Por lo menos en mi caso, mi primera vez fue un acontecimiento añorado hasta la inmundicia, tanto, que por mucho tiempo me sentí ridículo conmigo mismo.
Ese lastimoso suceso, sin embargo, lejos de minar mis ansias, lograba el prodigio de moverme a hacer lo impensable con tal de conseguir a una muñeca de carne y hueso dispuesta a contener mis primeras perversiones que, por cierto, no eran muchas. Desafortunadamente, el esperado encuentro se negaba a llegar a pesar de que más de una vez intenté reacomodar los designios de mi carta astral a fuerza de tachones y borronzazos.
Si me paraba frente al espejo para estudiarme con rigurosa crueldad y encontrar en las imperfecciones de mi rostro la respuesta a mi negra suerte, terminaba concluyendo que en el mundo había miles de pelados más feos y apestosos que yo, con la diferencia que ellos, desde hacía mucho, ya se habían estrenado en las artes sexosas dictadas por la naturaleza.

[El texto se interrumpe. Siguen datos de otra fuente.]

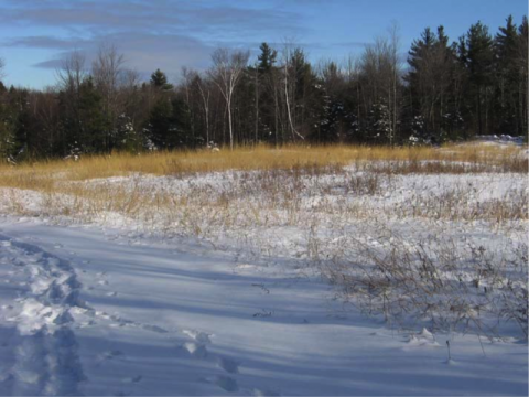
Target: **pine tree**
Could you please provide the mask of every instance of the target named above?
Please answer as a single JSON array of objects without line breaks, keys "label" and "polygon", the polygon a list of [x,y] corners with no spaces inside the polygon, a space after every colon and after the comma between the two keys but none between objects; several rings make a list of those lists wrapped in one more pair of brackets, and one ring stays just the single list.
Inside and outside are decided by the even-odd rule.
[{"label": "pine tree", "polygon": [[173,85],[168,83],[168,76],[160,69],[156,69],[151,75],[151,85],[158,87],[162,90],[171,90],[173,89]]},{"label": "pine tree", "polygon": [[496,76],[495,109],[497,128],[503,133],[519,135],[521,132],[520,107],[517,98],[519,74],[516,67],[518,52],[518,30],[512,15],[507,19],[506,26],[499,28],[495,39]]},{"label": "pine tree", "polygon": [[466,35],[465,63],[477,117],[477,132],[488,133],[489,101],[493,99],[494,46],[488,28],[481,22],[472,25]]}]

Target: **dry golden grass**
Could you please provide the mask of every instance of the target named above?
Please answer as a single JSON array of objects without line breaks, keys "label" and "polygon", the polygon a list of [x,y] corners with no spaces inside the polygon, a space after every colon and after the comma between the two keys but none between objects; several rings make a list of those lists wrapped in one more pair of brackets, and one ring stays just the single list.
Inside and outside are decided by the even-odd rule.
[{"label": "dry golden grass", "polygon": [[[226,170],[287,170],[319,169],[356,164],[363,169],[376,161],[396,162],[396,168],[382,169],[393,173],[461,173],[461,165],[431,162],[460,162],[471,165],[474,172],[495,171],[529,172],[529,159],[518,155],[519,148],[494,146],[450,146],[435,148],[388,147],[268,147],[238,148],[234,151],[176,151],[149,154],[115,153],[86,157],[80,161],[39,161],[18,167],[0,165],[0,185],[47,191],[56,181],[83,181],[89,179],[129,175],[181,175],[220,172]],[[423,165],[421,162],[430,163]]]}]

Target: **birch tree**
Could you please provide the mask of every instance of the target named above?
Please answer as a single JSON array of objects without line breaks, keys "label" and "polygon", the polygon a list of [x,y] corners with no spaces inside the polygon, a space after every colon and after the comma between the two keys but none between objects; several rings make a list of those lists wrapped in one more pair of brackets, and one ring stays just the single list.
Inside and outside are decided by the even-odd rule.
[{"label": "birch tree", "polygon": [[246,69],[250,53],[248,51],[229,51],[218,49],[212,55],[213,68],[208,72],[224,99],[228,114],[229,147],[234,150],[233,99],[235,89]]}]

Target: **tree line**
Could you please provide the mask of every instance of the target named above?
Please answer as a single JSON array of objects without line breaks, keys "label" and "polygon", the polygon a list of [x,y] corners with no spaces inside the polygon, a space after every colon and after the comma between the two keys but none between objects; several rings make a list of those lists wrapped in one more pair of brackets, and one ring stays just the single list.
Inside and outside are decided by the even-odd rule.
[{"label": "tree line", "polygon": [[425,29],[404,60],[397,28],[343,62],[311,63],[291,43],[218,49],[177,85],[149,82],[101,45],[72,53],[43,90],[6,87],[0,60],[0,157],[75,157],[295,142],[438,144],[476,135],[529,136],[529,20],[493,35],[477,22],[451,42]]}]

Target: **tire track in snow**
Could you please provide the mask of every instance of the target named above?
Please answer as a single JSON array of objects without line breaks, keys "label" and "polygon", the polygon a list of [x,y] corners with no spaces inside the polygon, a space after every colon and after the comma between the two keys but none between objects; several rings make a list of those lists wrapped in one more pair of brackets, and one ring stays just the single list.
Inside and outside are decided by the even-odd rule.
[{"label": "tire track in snow", "polygon": [[78,345],[72,330],[72,308],[85,308],[80,283],[72,266],[37,246],[0,235],[2,250],[17,258],[25,273],[25,293],[19,299],[14,365],[10,372],[10,396],[80,397],[85,379]]}]

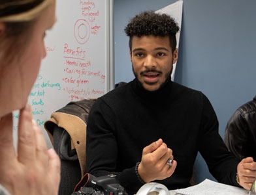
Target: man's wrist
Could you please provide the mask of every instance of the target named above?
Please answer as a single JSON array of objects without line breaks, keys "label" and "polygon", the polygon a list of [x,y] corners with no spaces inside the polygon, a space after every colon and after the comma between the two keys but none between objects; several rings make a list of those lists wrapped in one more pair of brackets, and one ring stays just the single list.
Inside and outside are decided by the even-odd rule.
[{"label": "man's wrist", "polygon": [[140,162],[138,162],[137,163],[136,163],[135,174],[136,174],[136,176],[137,177],[138,180],[140,182],[140,183],[144,185],[146,183],[146,182],[144,181],[142,179],[141,179],[140,174],[138,174],[138,164],[140,164]]},{"label": "man's wrist", "polygon": [[237,173],[237,172],[236,172],[236,180],[237,183],[239,184],[239,185],[240,185],[239,176],[238,176],[238,173]]}]

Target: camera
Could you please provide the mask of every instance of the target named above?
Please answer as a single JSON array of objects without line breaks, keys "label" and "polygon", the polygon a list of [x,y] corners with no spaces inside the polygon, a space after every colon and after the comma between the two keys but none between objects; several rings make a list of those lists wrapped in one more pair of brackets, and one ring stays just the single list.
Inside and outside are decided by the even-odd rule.
[{"label": "camera", "polygon": [[91,174],[88,181],[78,191],[71,195],[128,195],[120,185],[116,175],[107,175],[96,177]]}]

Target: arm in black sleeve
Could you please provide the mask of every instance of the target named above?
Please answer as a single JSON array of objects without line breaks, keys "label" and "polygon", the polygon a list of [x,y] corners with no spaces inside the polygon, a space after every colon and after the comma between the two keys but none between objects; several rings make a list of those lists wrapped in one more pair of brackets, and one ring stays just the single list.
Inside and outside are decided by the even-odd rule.
[{"label": "arm in black sleeve", "polygon": [[142,185],[133,167],[117,170],[118,146],[115,115],[101,98],[92,107],[87,124],[86,170],[94,176],[116,174],[127,192],[133,194]]},{"label": "arm in black sleeve", "polygon": [[203,95],[201,137],[199,151],[210,173],[220,183],[239,186],[236,181],[238,161],[228,151],[219,134],[219,124],[214,110]]}]

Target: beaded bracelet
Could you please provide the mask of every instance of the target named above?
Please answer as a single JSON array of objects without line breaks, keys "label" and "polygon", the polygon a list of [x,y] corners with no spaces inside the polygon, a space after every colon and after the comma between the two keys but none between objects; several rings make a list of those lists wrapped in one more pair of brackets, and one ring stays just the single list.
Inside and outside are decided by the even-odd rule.
[{"label": "beaded bracelet", "polygon": [[140,175],[138,174],[138,164],[140,164],[140,162],[138,162],[137,163],[136,163],[136,166],[135,166],[135,174],[136,176],[137,176],[138,180],[143,185],[144,185],[146,183],[145,181],[144,181],[142,180],[142,179],[140,178]]}]

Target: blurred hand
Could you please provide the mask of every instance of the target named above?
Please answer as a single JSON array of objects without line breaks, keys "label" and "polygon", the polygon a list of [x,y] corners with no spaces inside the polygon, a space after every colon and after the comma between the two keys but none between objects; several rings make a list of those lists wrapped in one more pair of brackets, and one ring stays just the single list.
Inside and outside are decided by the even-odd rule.
[{"label": "blurred hand", "polygon": [[12,131],[10,113],[0,120],[0,184],[12,195],[57,195],[60,161],[53,149],[47,149],[30,105],[20,112],[17,155]]},{"label": "blurred hand", "polygon": [[169,177],[177,166],[175,161],[173,161],[172,166],[167,164],[169,158],[173,159],[172,150],[163,142],[162,139],[145,147],[141,162],[138,166],[138,172],[141,179],[148,183]]},{"label": "blurred hand", "polygon": [[246,190],[251,188],[256,177],[256,162],[253,159],[248,157],[242,159],[237,166],[240,186]]}]

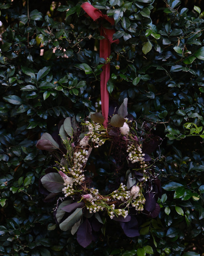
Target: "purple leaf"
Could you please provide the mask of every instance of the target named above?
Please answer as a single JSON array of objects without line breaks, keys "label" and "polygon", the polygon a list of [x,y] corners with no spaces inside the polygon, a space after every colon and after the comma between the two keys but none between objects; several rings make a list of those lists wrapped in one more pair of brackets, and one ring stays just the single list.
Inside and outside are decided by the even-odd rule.
[{"label": "purple leaf", "polygon": [[162,139],[157,135],[152,135],[149,141],[144,141],[142,143],[142,153],[144,154],[150,154],[153,152],[160,144]]},{"label": "purple leaf", "polygon": [[68,213],[71,213],[77,208],[82,208],[85,204],[85,203],[83,202],[80,202],[80,203],[75,202],[70,204],[69,204],[69,205],[66,205],[62,208],[62,209]]},{"label": "purple leaf", "polygon": [[36,146],[42,150],[52,151],[59,148],[59,145],[47,133],[43,133],[36,143]]},{"label": "purple leaf", "polygon": [[93,230],[96,232],[98,232],[101,228],[101,223],[100,223],[96,218],[92,218],[90,220]]},{"label": "purple leaf", "polygon": [[60,174],[49,173],[43,176],[41,179],[42,186],[50,192],[62,192],[64,187],[64,181]]},{"label": "purple leaf", "polygon": [[85,248],[89,245],[92,241],[91,226],[88,219],[80,225],[77,230],[77,240],[83,247]]},{"label": "purple leaf", "polygon": [[130,215],[127,215],[125,218],[122,216],[120,215],[118,217],[114,217],[113,219],[116,221],[121,221],[121,222],[127,222],[129,221],[131,219],[131,216]]},{"label": "purple leaf", "polygon": [[43,200],[45,203],[50,203],[52,202],[55,197],[59,193],[50,193]]},{"label": "purple leaf", "polygon": [[155,209],[150,214],[150,216],[152,218],[155,218],[156,217],[157,217],[160,213],[160,206],[159,206],[159,205],[156,203]]},{"label": "purple leaf", "polygon": [[134,237],[140,235],[138,223],[136,218],[131,216],[131,219],[127,222],[120,222],[120,224],[124,233],[128,237]]},{"label": "purple leaf", "polygon": [[145,155],[143,156],[144,158],[144,161],[145,162],[148,162],[149,161],[150,161],[152,160],[152,158],[147,154],[145,154]]},{"label": "purple leaf", "polygon": [[146,200],[144,209],[145,211],[151,213],[156,207],[156,198],[155,194],[153,192],[145,193],[144,198]]}]

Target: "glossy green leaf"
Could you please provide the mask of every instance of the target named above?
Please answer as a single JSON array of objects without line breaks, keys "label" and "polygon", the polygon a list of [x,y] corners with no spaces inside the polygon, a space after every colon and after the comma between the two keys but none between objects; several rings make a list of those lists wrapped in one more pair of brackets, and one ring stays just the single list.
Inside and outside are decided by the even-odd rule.
[{"label": "glossy green leaf", "polygon": [[198,12],[199,14],[201,13],[201,8],[200,7],[198,7],[198,6],[196,6],[196,5],[194,5],[194,7],[193,7],[193,9],[197,12]]},{"label": "glossy green leaf", "polygon": [[150,52],[152,48],[152,45],[150,41],[146,42],[142,47],[142,51],[144,54],[147,54]]},{"label": "glossy green leaf", "polygon": [[194,54],[196,58],[199,60],[204,60],[204,46],[199,48]]},{"label": "glossy green leaf", "polygon": [[63,231],[70,229],[75,223],[78,221],[82,216],[82,209],[77,208],[68,218],[59,224],[60,229]]},{"label": "glossy green leaf", "polygon": [[144,248],[139,247],[137,251],[137,256],[145,256],[146,253]]},{"label": "glossy green leaf", "polygon": [[20,97],[15,95],[10,95],[3,97],[3,99],[7,102],[14,105],[20,105],[23,103],[23,101]]},{"label": "glossy green leaf", "polygon": [[179,46],[175,46],[173,48],[173,50],[175,52],[180,54],[182,54],[183,53],[182,49]]},{"label": "glossy green leaf", "polygon": [[40,79],[46,76],[49,73],[51,67],[44,66],[38,71],[37,74],[37,81],[39,81]]},{"label": "glossy green leaf", "polygon": [[175,181],[171,181],[162,186],[162,188],[167,191],[172,191],[175,190],[179,187],[183,187],[183,185],[180,183],[177,183]]},{"label": "glossy green leaf", "polygon": [[122,116],[116,114],[111,117],[110,124],[115,127],[122,127],[125,121],[124,118]]},{"label": "glossy green leaf", "polygon": [[183,211],[183,210],[182,209],[182,208],[178,206],[175,206],[175,209],[177,213],[179,214],[180,215],[182,215],[182,216],[184,216],[184,212]]},{"label": "glossy green leaf", "polygon": [[70,117],[67,117],[64,120],[64,128],[68,135],[71,137],[73,134],[73,129],[72,126],[72,122]]}]

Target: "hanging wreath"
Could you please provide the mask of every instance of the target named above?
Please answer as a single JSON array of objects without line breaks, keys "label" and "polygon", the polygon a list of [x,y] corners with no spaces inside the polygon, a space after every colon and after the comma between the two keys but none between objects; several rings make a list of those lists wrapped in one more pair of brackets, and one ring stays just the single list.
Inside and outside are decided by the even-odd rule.
[{"label": "hanging wreath", "polygon": [[[160,138],[139,130],[135,121],[124,118],[127,114],[125,99],[106,128],[103,117],[96,113],[82,123],[81,132],[74,118],[68,117],[60,127],[60,141],[46,133],[36,144],[58,159],[40,180],[45,201],[58,197],[54,213],[60,228],[76,233],[83,247],[108,218],[119,221],[125,234],[133,237],[139,235],[137,216],[155,218],[160,212],[160,182],[146,152],[155,149]],[[91,160],[93,156],[103,157],[102,153],[112,160],[111,184],[105,181],[103,193],[99,190],[100,179],[95,178]]]}]

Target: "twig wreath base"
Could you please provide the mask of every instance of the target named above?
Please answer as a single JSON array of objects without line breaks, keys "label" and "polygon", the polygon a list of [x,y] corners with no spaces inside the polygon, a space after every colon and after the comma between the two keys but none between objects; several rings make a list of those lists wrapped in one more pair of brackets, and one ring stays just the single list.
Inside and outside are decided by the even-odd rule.
[{"label": "twig wreath base", "polygon": [[[125,234],[132,237],[139,235],[136,215],[144,212],[155,218],[160,212],[156,201],[161,195],[160,182],[150,163],[152,159],[143,152],[144,139],[138,135],[131,121],[120,114],[121,110],[121,108],[106,128],[102,115],[91,115],[90,121],[82,123],[83,132],[79,135],[74,119],[67,118],[59,130],[62,146],[48,133],[43,134],[36,144],[40,149],[56,152],[59,159],[41,179],[45,201],[58,196],[55,213],[59,227],[70,230],[73,235],[77,233],[83,247],[91,243],[92,233],[104,225],[106,216],[119,221]],[[116,176],[118,187],[104,195],[92,185],[86,163],[92,153],[108,143],[110,150],[113,147],[115,154],[120,154],[122,168]],[[114,149],[118,143],[119,153]]]}]

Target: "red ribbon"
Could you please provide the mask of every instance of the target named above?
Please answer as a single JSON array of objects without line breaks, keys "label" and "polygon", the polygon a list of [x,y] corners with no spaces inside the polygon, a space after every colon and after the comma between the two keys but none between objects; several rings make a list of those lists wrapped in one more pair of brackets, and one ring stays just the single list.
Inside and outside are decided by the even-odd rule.
[{"label": "red ribbon", "polygon": [[[110,18],[107,15],[103,14],[100,10],[95,8],[89,3],[84,3],[81,7],[94,21],[100,18],[108,21],[111,25],[114,25],[115,21],[113,18]],[[106,60],[111,54],[111,44],[112,43],[118,44],[119,42],[118,39],[113,40],[113,36],[115,32],[115,30],[113,28],[108,29],[103,27],[101,28],[100,35],[105,38],[100,41],[100,58],[103,58]],[[102,70],[101,73],[101,98],[102,115],[104,120],[103,125],[106,128],[108,124],[108,116],[109,94],[107,83],[110,78],[110,63],[107,63],[104,65]]]}]

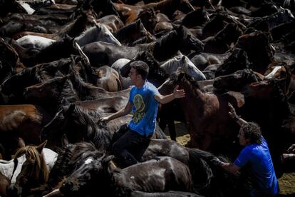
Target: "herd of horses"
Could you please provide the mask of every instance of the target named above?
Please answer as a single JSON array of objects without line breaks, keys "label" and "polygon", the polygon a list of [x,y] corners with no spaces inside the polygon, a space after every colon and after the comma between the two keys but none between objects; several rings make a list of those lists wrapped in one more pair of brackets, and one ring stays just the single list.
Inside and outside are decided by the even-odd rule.
[{"label": "herd of horses", "polygon": [[[0,1],[0,196],[248,196],[247,169],[214,162],[242,148],[228,103],[261,126],[277,177],[294,171],[280,160],[295,142],[294,14],[294,0]],[[99,120],[127,103],[138,60],[186,96],[160,106],[122,168],[112,138],[131,115]]]}]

Así, cada vez que los cuates de la escuela organizaban una tertulia para compartir las experiencias propias en el terreno sexual, yo me conformaba con reproducir las que había escuchado de boca de mis primos mayores o las que había escuchado escondido debajo de la mesa mientras mi padre se bebía sus cubitas con sus amigos. El efecto de mis fantasiosos relatos, en los que me instalaba como un cogedor despiadado, provocó que durante buen tiempo pudiera sortear las burlas propias los muchachos de mi edad quienes, por otro lado, me crearon una fama que pronto rindió frutos.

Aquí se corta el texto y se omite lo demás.